Disfarmer at the New Play Festival in Fayetteville and Little Rock



I'm happy to announce that my play Disfarmer -- a newer and hopefully more improved version -- is going to be part of TheatreSquared's Arkansas New Play Festival in May.

The very, very cool thing about the New Play Festival this year is that TheatreSquared is sharing the festival with the Arkansas Repertory Theatre. So the reading of Disfarmer -- as well as three other exciting-looking new plays --will happen in Fayetteville and Little Rock.

Below is the release and the details of the shows. I'll have more about Disfarmer later.
***

Arkansas Repertory Theatre presents TheatreSquared’s 2011 Arkansas New Play Fest on Saturday, May 21 and Sunday, May 22 at Argenta Community Theatre in North Little Rock. The Arkansas New Play Fest features professional staged readings of four original plays. Each script is rehearsed, staged and performed by professional artists , script in hand, for the public and playwright. Following each reading, there will be a talkback session with the playwright and the cast.


Saturday, May 21
4:00 p.m. They Want by Alan Berks
8:00 p.m. Disfarmer by Werner Trieschmann

Sunday, May 22
3:00 p.m. In The Book Of by John Walch
7:00 p.m. Look Away by Robert Ford

Argenta Community Theatre (ACT)
405 Main Street North Little Rock

Tickets are $7 per reading or $20 for all four readings.
Call The Rep Box Office (501) 378-0405.

Featured Plays

They Want by Alan M. Berks
Directed by Robert Ford
This modern retelling of The Oresteia by Aeschylus, dramatically explores the internal dynamics of a powerful family during a time of war. The play revolves around the debt of vengeance forged by fateful choices made by the powerful “Minister of War” and head of the household. When a journalist is invited into the family's inner sanctum, a delicate balance is disturbed, unleashing a dangerous chain of events. This play forces us to question what we think we know about family, war, patriotism and ultimately our relationship with truth.

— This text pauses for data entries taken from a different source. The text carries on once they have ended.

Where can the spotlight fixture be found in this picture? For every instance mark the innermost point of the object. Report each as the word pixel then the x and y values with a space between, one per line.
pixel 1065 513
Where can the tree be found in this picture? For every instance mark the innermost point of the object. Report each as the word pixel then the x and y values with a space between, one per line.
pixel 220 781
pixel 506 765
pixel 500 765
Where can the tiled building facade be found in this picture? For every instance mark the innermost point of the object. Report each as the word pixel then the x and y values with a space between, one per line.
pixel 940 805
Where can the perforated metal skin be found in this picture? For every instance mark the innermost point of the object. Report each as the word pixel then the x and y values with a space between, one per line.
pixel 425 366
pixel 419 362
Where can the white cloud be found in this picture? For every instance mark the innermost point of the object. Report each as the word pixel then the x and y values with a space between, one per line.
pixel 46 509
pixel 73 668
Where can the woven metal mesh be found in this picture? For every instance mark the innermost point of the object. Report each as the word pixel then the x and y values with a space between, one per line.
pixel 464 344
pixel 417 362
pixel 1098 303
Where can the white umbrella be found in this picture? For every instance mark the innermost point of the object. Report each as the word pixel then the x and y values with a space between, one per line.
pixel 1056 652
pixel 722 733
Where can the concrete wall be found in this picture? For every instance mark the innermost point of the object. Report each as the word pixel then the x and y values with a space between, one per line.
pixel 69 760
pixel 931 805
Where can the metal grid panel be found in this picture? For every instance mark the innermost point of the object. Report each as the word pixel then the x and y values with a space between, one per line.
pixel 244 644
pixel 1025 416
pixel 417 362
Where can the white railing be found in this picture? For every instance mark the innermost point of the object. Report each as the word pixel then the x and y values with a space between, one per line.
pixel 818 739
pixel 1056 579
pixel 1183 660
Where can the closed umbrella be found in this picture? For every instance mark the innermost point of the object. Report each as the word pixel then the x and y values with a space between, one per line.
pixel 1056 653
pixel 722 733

Disfarmer by Werner Trieschmann
Directed by Kate Frank
In the small mountain town of Heber Springs, Arkansas, the portrait artist known as Disfarmer captured the lives and emotions of the people of rural America between 1939and 1945. To the townspeople he was an eccentric recluse. But decades later, critics hailed his remarkable black and white portraits as works "of artistic genius" and "a classical episode in the history of American photography." Depicting the often comic clash of urban and rural cultures, this play captures the artist at work – and the feeding frenzy that occurred much later when New York gallery owners fought to acquire his photographs.


In The Book Of by John Walch
Directed by Amy Herzberg
This engaging new play re-imagines the biblical book of Ruth, in which Naomi and Anisah are reeling from the losses of their husbands in contemporary Afghanistan. Naomi, a U.S. Army Lieutenant stationed near Kabul, is discharged and prepares to return to the States when Anisah, her Afghan translator, unexpectedly asks to go with her. A simple leap of faith brings this unlikely pair to a small town in Mississippi, where love and tolerance struggle to overcome hatred and fear as the two try to rebuild their lives.


Look Away by Robert Ford
Directed by Robert Ford
In rural Arkansas in the 1930s, we meet Matty and Alonzo, African American teenagers who've narrowly escaped a lynch mob by slipping into the kitchen of the Wilson Company plantation house where Alonzo’s mother is head housekeeper. They plan to persuade Roy Wilson, head of this powerful, eccentric family, to defend them after they have been accused of raping two white girls. Prejudice battles family loyalty, childhood friendship and love in this provocative new drama based on true events.